Le président de l'Azerbaïdjan, Ilham Aliyev, tient les médias éloignés de la région, et vous n'êtes pas au courant de ce qui s'y passe réellement. Peut-être que si vous vous informez, vous vous engagerez vraiment dans votre mission.

Nous sommes stupéfaits que vous, chers collègues, participiez à un forum des médias dans un pays dont le président réprime la presse libre, où il n'y a pas de liberté d'expression du tout, où les journalistes d'opposition ne vivent plus en Azerbaïdjan depuis longtemps, ont fui ou sont détenus dans des prisons, ou encore subjugués. N'êtes-vous pas au courant ? Consultez les rapports internationaux, qui contiennent de nombreux exemples. Et dans ces conditions, vous organisez un forum des médias à l'occasion de la Journée mondiale de la liberté de la presse, alors que l'Azerbaïdjan lui-même est un symbole de violation de la liberté de la presse.

L'Union des journalistes d'Arménie appelle tous ses collègues, les représentants des organisations journalistiques partenaires, à se comporter en véritables journalistes lors du forum organisé à Chouchi, à poser à ses organisateurs des questions non seulement sur la presse du futur, mais aussi, avant tout, sur les citoyens, les enfants, les personnes âgées et les gens en général qui ont été condamnés à mort par eux. Au service de qui les médias doivent-ils être, sinon de l'homme, même des nouveaux médias les plus modernes ?

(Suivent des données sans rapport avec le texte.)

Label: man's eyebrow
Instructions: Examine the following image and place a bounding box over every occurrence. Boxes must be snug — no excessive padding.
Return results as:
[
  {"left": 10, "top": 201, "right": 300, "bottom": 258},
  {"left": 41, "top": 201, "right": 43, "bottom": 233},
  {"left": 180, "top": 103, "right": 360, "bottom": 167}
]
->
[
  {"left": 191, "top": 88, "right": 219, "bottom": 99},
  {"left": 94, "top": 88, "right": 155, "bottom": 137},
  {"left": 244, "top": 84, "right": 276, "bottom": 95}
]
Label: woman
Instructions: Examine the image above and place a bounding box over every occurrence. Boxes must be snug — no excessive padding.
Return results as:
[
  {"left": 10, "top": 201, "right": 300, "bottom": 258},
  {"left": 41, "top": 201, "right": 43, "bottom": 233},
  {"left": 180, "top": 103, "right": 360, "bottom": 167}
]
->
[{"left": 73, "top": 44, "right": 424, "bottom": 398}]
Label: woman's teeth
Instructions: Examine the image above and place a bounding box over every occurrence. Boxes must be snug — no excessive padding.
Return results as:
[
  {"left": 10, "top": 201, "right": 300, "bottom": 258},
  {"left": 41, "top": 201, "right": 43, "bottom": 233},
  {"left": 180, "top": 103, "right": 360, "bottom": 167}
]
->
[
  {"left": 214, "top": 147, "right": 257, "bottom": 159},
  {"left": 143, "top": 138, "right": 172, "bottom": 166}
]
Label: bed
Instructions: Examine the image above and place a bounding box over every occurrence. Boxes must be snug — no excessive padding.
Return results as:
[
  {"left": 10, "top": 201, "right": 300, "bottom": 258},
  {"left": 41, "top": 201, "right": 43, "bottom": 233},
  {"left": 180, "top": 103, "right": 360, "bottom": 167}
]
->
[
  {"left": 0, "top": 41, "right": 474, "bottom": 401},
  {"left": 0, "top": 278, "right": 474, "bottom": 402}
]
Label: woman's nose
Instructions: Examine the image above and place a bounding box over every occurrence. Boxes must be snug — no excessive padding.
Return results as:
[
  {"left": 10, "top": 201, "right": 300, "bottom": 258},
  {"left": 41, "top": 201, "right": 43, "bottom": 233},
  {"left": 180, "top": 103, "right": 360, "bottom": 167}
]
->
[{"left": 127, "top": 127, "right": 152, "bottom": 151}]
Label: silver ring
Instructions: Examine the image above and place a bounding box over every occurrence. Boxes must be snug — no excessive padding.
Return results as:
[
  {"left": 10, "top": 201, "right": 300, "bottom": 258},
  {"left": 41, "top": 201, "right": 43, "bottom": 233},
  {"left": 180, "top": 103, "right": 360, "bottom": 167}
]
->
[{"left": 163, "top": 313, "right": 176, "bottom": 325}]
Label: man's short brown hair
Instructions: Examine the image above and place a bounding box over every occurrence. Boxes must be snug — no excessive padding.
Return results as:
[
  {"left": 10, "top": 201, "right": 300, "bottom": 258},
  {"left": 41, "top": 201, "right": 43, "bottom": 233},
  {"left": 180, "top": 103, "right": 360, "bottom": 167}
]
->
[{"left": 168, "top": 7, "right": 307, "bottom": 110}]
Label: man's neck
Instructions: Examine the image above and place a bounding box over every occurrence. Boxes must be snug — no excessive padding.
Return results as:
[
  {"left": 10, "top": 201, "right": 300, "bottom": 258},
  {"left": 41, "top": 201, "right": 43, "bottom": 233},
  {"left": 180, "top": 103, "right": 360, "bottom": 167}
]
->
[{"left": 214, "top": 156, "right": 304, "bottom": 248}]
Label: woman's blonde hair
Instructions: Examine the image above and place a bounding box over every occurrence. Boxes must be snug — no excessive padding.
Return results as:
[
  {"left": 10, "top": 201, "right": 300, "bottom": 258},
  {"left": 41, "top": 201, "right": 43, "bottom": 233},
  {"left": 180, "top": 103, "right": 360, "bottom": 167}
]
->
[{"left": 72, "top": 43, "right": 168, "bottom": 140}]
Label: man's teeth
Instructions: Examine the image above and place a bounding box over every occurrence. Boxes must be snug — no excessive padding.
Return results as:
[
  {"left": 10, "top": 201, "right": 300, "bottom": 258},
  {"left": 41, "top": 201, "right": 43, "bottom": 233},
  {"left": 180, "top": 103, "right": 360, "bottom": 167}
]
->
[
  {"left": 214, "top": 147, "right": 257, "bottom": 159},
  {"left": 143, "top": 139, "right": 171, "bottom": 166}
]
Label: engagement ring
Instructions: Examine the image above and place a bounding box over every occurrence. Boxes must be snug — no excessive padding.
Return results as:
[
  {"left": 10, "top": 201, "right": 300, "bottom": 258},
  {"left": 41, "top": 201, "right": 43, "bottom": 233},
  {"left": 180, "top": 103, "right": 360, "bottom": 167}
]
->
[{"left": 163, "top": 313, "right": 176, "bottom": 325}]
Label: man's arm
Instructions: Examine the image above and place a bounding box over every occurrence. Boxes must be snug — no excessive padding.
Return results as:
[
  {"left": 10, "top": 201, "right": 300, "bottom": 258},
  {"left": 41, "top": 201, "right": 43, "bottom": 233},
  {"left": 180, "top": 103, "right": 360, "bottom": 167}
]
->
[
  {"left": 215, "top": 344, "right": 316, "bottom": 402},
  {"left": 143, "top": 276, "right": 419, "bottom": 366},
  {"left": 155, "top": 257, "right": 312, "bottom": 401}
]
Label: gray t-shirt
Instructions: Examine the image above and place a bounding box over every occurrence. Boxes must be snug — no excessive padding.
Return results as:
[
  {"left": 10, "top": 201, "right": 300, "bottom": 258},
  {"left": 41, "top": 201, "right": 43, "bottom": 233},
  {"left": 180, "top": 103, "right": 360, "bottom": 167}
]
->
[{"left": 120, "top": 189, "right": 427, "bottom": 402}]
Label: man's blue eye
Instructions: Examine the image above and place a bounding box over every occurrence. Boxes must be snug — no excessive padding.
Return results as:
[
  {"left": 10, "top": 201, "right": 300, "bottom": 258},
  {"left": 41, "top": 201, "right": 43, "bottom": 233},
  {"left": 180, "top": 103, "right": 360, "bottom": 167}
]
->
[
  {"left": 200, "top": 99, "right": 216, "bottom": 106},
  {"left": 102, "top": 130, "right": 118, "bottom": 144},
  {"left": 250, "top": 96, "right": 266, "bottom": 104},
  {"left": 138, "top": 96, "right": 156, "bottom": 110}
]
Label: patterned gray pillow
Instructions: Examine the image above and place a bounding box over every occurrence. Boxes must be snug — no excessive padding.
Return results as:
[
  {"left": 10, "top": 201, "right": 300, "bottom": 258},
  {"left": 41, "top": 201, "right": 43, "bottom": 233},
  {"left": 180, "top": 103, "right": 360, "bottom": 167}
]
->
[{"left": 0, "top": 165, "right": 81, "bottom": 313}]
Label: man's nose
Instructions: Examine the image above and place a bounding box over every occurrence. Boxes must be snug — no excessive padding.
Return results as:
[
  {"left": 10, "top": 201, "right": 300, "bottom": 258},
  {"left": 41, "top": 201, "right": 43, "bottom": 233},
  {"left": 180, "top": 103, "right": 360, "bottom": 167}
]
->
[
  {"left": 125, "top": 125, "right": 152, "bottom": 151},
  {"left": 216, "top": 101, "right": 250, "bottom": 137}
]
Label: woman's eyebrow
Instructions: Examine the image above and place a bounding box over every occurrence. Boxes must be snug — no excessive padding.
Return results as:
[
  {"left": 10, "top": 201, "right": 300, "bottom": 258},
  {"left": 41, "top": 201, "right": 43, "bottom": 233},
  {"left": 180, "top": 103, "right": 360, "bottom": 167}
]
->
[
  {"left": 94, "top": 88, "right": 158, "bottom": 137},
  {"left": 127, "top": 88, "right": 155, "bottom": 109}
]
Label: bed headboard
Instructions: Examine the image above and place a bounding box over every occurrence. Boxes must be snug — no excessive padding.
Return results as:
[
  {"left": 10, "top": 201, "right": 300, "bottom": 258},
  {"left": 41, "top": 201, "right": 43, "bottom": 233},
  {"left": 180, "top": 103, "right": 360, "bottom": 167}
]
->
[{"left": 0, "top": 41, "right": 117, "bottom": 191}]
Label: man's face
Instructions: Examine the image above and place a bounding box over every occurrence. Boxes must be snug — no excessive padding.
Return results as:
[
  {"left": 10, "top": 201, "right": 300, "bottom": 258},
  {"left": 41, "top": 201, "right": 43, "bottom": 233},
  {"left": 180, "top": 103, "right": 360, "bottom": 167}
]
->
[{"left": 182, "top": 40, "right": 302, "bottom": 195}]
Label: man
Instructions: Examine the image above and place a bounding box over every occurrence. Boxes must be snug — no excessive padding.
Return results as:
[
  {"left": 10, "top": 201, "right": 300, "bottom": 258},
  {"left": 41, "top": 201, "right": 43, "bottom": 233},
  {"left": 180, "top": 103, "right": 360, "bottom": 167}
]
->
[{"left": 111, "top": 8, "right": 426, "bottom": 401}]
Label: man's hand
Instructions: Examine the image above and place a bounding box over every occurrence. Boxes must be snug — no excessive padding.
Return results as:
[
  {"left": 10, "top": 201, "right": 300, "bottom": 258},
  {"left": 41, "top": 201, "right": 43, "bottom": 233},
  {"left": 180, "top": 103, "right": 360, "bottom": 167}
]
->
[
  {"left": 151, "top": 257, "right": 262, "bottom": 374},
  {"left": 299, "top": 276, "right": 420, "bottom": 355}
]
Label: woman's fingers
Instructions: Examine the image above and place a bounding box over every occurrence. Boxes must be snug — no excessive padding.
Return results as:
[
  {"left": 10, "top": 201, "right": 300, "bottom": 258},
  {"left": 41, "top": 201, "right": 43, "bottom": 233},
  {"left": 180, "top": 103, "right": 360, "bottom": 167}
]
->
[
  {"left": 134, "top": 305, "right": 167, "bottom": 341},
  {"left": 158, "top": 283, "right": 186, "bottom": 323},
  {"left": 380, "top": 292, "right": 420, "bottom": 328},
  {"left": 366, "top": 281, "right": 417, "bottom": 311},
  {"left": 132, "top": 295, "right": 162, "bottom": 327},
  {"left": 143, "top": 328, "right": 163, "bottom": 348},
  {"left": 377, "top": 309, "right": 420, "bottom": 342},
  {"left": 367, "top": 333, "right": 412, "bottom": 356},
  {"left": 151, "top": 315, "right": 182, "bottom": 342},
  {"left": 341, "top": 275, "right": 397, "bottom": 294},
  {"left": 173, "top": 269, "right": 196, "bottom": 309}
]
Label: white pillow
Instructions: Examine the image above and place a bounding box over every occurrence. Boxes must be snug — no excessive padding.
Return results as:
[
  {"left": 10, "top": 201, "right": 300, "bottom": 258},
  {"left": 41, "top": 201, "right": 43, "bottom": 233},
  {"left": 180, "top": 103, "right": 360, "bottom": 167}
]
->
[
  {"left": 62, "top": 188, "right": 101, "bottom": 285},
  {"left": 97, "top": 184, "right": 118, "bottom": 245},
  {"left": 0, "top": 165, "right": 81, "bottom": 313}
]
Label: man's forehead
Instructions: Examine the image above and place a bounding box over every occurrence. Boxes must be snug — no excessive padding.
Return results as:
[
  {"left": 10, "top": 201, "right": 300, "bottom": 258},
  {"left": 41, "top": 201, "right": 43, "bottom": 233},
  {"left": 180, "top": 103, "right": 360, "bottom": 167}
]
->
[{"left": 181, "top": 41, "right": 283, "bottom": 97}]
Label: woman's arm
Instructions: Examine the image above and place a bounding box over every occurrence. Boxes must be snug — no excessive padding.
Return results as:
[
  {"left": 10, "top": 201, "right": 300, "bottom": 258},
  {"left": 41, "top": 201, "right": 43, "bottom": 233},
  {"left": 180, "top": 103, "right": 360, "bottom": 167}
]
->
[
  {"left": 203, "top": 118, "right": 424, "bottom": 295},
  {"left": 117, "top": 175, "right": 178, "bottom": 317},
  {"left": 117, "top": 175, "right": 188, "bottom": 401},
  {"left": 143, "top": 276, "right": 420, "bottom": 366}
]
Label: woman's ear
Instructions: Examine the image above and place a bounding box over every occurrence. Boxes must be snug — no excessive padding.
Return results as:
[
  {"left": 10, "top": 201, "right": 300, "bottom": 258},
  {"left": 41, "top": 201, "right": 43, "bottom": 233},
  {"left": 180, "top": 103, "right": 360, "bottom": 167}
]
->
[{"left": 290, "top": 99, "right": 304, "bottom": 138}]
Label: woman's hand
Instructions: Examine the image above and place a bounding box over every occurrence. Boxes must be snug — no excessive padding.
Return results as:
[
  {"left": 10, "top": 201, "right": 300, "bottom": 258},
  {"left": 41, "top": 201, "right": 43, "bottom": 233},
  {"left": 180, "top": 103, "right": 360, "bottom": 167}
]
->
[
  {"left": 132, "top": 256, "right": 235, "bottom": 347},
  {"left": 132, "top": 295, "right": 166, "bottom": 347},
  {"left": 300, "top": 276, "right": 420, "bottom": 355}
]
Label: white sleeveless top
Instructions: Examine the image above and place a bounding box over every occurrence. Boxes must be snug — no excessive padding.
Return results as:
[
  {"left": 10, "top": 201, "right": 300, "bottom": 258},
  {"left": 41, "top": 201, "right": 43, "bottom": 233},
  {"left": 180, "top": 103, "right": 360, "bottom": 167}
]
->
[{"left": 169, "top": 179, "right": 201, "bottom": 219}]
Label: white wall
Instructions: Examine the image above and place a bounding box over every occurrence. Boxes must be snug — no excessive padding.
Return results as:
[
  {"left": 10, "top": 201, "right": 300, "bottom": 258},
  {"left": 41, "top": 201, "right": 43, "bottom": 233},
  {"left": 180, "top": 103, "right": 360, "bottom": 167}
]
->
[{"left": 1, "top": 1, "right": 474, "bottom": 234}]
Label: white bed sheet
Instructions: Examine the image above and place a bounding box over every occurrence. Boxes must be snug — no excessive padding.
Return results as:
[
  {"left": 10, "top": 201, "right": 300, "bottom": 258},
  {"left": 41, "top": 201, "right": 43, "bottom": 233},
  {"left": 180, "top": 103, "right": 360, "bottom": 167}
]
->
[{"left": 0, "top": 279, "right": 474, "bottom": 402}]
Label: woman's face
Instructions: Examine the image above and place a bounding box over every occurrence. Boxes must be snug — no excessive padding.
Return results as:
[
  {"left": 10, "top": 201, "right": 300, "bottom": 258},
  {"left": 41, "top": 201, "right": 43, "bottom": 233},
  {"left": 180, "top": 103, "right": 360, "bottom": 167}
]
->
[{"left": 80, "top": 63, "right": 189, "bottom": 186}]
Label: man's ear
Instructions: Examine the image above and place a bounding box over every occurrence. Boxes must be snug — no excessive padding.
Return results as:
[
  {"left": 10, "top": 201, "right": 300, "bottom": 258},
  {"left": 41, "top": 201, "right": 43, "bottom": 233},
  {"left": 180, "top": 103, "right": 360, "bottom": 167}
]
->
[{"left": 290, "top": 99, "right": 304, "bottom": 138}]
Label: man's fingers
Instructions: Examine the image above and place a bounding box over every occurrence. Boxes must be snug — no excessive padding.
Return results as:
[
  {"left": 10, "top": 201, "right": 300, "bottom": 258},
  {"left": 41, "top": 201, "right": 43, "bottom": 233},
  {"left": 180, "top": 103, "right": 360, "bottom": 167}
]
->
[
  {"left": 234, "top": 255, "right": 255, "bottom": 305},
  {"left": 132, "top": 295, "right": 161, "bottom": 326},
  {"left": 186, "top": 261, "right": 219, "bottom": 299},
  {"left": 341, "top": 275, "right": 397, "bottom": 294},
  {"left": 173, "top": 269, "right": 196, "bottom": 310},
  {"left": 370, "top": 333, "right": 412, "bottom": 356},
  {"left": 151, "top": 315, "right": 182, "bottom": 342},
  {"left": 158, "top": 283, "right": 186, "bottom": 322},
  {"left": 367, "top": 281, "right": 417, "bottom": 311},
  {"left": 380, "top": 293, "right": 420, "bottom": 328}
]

Les journalistes ont une fonction universelle de protection des droits de l'homme et devraient s'y engager s'ils n'ont pas d'autres intérêts et profits. La participation de nos collègues à cet événement ne peut être comprise que si, en tant que journalistes professionnels, ils utilisent cette opportunité pour remplir leur devoir professionnel et présenter au monde comment le pays qui les a invités tue chaque jour une nation entière : femmes enceintes, personnes âgées, enfants, y compris les nourrissons, et appellent à l'ouverture immédiate de la route vers la vie en Artsakh.

Vous trouverez ci-joint des photos confirmant ce qui a été dit ci-dessus, le reste, nous en sommes sûrs, vous le découvrirez vous-même si vous le souhaitez.